Nella sua autobiografia, Owens confermò l’accaduto, asserendo che, dopo essere sceso dal podio da vincitore, passò davanti alla tribuna d’onore per rientrare negli spogliatoi. Hitler lo fissò, si alzò e lo salutò agitando la mano. Il campione olimpico fece altrettanto. Era in qualche misura la riconoscenza del Cancelliere tedesco verso l’afroamericano che era venuto in terra straniera da vincitore.

E qui termina la Storia e inizia la Leggenda: un giornalista tedesco disse che Hitler inviò, ad Olimpiadi terminate, una sua foto autografata a Jesse Owens. Addirittura l’atleta dell’Alabama avrebbe tenuto una foto del Führer nel portafoglio.

La Leggenda continua: dietro il palco sembrerebbe che ci sia stato un incontro tra Owens e Adolf Hitler in persona, e una stretta di mano suggellata da una foto, fatta prontamente sparire.

Verità? Chi lo sa. Non lo sapremo mai. E del resto le leggende sono belle per questo.

Una certezza che però abbiamo è che questo episodio fu interpretato diversamente dalla Storia, perché, tempo dopo, giornalisti e scrittori mostrarono ”cattivo gusto”, come disse Owens, inventando che Hitler si fosse rifiutato di fargli complimenti per le medaglie, inventando un’ostilità che non c’era assolutamente.

Ci fu addirittura chi scrisse che Hitler, deluso e amareggiato, lasciò lo stadio.

Solo Jesse Owens e le testimonianze di alcune persone che assistettero alla scena poterono dire come fossero andate veramente le cose, ristabilendo la verità.

(Foto von der Becke / ullstein bild via Getty Images)

Quindi, Owens non fu personalmente snobbato da Hitler. Tuttavia, Owens sentiva di essere stato snobbato da qualcuno: il presidente degli Stati Uniti, Franklin D. Roosevelt. Il quale, nonostante le vittorie a Berlino, aveva sempre rifiutato di incontrarlo, probabilmente per paura di perdere voti. Tant’è che Owens, ferito nell’orgoglio, decise di iscriversi al partito repubblicano e fare campagna politica a favore del rivale del presidente, Alf Landon.

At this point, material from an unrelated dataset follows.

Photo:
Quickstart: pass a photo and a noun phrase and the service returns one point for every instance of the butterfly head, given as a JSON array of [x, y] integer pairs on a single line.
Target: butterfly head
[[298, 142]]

Ma questa, ragazzi, è un’altra storia che fa parte del cerchio della vita di colui che, per molti, è considerato il più grande sportivo del XX Secolo. Una vita leggendaria, come solo avrebbe potuto essere quella del grande Jesse Owens.

P.S. l’immagine di copertina è un fotomontaggio.